'We are Workers, Not Inmates!': The Politics of Space in Mozambican Workers’ Company Dormitories in East Germany (1979-1990)

Lea Marie Nienhoff
Master Thesis, 2019

The legacy and memories of East Germany are unexpectantly present in Maputo, the capital of Mozambique. Every Wednesday morning, a large group of Mozambican men and women, who worked and lived in the cities and villages of East Germany from 1979-1990, gathers for a manifestation. Draped into German flags they walk down the street singing and drumming, demanding to be paid their outstanding wages, the 25% to 40% that were withheld from what they earned in the factories and mines of East Germany.

This master thesis is a historical ethnography of the spatial practices of Mozambican workers in East German cities and towns. At the core of the study are the company dormitories to which contract workers were assigned. While being places of instruction and control, Mozambican workers found individual and collective strategies to challenge the legitimacy of space constraints. Building on archival documents and oral history, the thesis depicts the ways in which Mozambican workers transformed the poor and degrading environment of the dormitories into a home—and sometimes even into a place of dignity, safety and youthfulness.

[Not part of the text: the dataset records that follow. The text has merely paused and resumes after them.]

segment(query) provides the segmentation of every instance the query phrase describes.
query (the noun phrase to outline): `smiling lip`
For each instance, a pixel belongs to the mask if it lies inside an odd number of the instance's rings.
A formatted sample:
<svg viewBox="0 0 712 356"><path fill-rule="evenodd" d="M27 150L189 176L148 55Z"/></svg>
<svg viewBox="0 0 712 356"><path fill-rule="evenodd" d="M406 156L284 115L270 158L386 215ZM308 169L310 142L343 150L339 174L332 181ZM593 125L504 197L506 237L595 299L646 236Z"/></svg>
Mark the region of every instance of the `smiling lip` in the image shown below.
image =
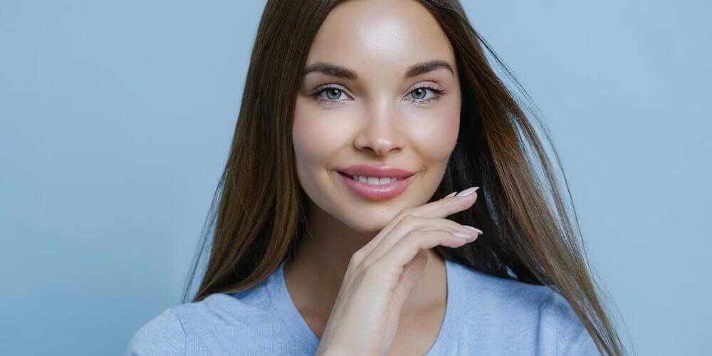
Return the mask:
<svg viewBox="0 0 712 356"><path fill-rule="evenodd" d="M368 200L384 200L400 194L410 185L414 174L404 169L385 166L350 166L339 171L344 184L351 192ZM352 176L396 177L398 180L385 184L369 184L353 179Z"/></svg>
<svg viewBox="0 0 712 356"><path fill-rule="evenodd" d="M347 175L362 177L394 177L406 178L413 175L413 172L391 166L377 166L375 164L357 164L339 170Z"/></svg>

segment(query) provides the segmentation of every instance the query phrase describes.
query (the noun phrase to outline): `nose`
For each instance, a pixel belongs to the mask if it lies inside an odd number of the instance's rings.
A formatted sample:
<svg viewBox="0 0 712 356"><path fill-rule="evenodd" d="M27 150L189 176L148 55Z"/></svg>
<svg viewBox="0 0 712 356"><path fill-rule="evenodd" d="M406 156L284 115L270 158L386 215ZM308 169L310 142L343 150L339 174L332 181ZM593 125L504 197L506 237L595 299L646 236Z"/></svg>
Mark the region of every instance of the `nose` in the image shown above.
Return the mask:
<svg viewBox="0 0 712 356"><path fill-rule="evenodd" d="M365 110L354 145L360 150L372 150L379 157L402 150L402 124L392 105L382 103Z"/></svg>

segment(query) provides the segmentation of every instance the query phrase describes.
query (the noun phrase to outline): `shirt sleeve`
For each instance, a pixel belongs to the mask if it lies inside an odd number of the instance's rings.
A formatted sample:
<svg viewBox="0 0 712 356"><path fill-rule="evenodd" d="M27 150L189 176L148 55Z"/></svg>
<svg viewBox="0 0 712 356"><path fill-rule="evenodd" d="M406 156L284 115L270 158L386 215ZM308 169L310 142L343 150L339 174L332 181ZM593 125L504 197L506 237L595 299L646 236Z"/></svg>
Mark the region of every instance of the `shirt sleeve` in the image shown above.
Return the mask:
<svg viewBox="0 0 712 356"><path fill-rule="evenodd" d="M586 327L564 297L552 290L546 310L550 317L557 320L557 355L601 355Z"/></svg>
<svg viewBox="0 0 712 356"><path fill-rule="evenodd" d="M168 309L133 335L126 349L126 355L185 355L185 330L180 318Z"/></svg>

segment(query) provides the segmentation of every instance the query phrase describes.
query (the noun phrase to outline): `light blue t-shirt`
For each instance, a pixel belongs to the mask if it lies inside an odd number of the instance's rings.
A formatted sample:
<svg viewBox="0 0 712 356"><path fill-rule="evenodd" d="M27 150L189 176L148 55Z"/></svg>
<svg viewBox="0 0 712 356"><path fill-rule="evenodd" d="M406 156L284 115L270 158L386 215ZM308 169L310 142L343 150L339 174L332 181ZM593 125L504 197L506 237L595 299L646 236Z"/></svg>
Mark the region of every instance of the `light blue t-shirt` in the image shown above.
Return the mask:
<svg viewBox="0 0 712 356"><path fill-rule="evenodd" d="M427 355L600 355L553 289L445 261L445 318ZM319 340L292 301L283 266L249 290L163 311L134 334L127 354L314 355Z"/></svg>

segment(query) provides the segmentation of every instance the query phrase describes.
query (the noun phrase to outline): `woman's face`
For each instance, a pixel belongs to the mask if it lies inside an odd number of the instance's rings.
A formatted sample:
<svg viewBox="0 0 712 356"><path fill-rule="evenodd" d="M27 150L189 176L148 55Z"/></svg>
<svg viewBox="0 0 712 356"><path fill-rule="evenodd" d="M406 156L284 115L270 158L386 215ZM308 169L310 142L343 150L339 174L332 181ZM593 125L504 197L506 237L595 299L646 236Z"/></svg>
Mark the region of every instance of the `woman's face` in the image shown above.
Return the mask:
<svg viewBox="0 0 712 356"><path fill-rule="evenodd" d="M446 66L409 73L434 61ZM426 203L442 180L460 124L454 53L417 1L347 1L316 34L307 68L316 63L347 68L355 78L337 70L305 75L293 127L300 184L319 208L313 211L377 233L401 210ZM340 174L357 164L414 174L400 194L370 198Z"/></svg>

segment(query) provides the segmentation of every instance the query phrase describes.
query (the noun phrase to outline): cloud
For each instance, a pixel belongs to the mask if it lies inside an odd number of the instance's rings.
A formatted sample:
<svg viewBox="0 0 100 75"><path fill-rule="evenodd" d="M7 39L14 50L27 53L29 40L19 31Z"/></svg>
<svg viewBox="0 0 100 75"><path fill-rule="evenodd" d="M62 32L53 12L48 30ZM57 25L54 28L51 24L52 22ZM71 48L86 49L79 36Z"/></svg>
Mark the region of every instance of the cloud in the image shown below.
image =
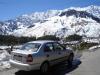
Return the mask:
<svg viewBox="0 0 100 75"><path fill-rule="evenodd" d="M4 5L4 4L6 4L6 2L0 1L0 5Z"/></svg>

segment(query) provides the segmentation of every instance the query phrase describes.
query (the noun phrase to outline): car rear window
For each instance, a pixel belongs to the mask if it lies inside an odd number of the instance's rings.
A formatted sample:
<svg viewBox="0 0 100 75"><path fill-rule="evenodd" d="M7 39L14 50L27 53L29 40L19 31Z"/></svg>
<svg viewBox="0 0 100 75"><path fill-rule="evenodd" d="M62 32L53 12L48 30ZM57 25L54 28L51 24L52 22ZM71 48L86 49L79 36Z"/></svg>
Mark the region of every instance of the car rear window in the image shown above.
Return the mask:
<svg viewBox="0 0 100 75"><path fill-rule="evenodd" d="M36 52L40 48L40 46L41 46L40 43L26 43L20 49Z"/></svg>

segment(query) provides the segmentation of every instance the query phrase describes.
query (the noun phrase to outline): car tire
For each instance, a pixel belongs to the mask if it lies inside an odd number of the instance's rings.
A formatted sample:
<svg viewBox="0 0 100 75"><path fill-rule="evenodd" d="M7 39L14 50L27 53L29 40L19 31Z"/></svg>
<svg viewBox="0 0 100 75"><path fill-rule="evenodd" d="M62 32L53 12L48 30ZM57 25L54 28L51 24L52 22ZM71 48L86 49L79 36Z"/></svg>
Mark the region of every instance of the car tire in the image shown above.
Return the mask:
<svg viewBox="0 0 100 75"><path fill-rule="evenodd" d="M72 67L74 55L70 54L68 58L68 67Z"/></svg>
<svg viewBox="0 0 100 75"><path fill-rule="evenodd" d="M47 62L44 62L40 67L40 71L42 74L47 74L49 71L49 64Z"/></svg>

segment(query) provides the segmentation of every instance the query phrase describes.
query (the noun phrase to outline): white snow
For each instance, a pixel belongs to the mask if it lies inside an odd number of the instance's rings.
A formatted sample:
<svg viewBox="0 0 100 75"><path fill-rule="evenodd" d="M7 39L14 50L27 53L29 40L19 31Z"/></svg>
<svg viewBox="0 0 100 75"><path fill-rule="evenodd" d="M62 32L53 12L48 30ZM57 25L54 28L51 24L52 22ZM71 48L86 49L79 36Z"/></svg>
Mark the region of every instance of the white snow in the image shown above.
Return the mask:
<svg viewBox="0 0 100 75"><path fill-rule="evenodd" d="M10 59L10 54L6 50L0 51L0 70L11 67L9 59Z"/></svg>

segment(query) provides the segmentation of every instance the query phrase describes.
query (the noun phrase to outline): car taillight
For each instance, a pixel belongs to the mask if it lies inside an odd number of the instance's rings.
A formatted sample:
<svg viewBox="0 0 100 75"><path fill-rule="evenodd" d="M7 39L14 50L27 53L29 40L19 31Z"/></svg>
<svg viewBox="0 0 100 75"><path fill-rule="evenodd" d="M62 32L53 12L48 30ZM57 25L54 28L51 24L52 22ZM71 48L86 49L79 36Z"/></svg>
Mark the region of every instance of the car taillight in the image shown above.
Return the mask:
<svg viewBox="0 0 100 75"><path fill-rule="evenodd" d="M33 57L32 57L31 54L29 54L29 55L27 56L27 62L28 62L28 63L33 62Z"/></svg>

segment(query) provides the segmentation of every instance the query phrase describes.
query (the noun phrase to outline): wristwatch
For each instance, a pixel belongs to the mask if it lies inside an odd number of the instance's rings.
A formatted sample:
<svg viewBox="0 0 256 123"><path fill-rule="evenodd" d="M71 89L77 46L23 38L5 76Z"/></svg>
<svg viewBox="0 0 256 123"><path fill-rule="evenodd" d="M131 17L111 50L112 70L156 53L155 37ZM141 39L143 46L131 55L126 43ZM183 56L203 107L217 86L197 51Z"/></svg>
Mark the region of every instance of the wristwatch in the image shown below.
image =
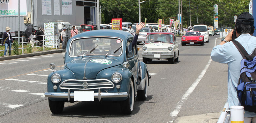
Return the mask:
<svg viewBox="0 0 256 123"><path fill-rule="evenodd" d="M223 38L221 39L220 40L221 40L221 41L224 41L225 42L225 43L227 43L227 42L228 42L228 41L227 41L227 40L226 40L225 38Z"/></svg>

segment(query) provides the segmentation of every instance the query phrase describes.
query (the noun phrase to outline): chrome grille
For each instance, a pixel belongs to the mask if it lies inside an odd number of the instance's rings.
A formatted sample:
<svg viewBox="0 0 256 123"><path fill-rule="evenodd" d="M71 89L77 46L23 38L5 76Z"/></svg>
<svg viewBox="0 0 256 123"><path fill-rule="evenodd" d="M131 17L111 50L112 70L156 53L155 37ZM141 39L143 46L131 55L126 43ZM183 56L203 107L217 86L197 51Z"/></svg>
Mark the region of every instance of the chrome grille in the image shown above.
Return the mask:
<svg viewBox="0 0 256 123"><path fill-rule="evenodd" d="M105 79L92 80L68 79L61 83L61 89L89 90L99 89L113 88L114 85L111 81Z"/></svg>

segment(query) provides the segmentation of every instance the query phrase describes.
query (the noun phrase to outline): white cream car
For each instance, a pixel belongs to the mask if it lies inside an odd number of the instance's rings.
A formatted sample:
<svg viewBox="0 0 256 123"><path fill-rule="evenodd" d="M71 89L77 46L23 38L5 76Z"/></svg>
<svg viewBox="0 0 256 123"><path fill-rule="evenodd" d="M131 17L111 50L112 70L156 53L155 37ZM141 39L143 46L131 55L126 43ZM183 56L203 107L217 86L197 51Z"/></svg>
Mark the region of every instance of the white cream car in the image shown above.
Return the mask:
<svg viewBox="0 0 256 123"><path fill-rule="evenodd" d="M147 36L143 42L142 58L143 62L152 59L166 59L172 64L179 61L179 50L174 35L169 32L153 32Z"/></svg>

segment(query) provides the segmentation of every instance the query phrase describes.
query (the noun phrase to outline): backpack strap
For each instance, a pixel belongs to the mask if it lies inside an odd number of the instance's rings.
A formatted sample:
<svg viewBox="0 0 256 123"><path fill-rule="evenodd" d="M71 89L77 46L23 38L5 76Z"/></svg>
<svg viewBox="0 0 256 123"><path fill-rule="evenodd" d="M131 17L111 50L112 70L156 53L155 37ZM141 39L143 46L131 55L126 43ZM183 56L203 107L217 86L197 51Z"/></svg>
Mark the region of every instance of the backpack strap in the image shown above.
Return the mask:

Mozambican workers created a strong community and networks of support through which they collectively resisted the paternalistic practices of control by German and Mozambican authorities in the dormitories and beyond. The architecture of company dormitories and the system of control inside resembled spaces of colonial exploitation, in the midst of a socialist society. Workers’ and migrants’ struggles, the thesis concludes, are closely intertwined with the materiality of the accommodations they are bound to and the social space produced around them.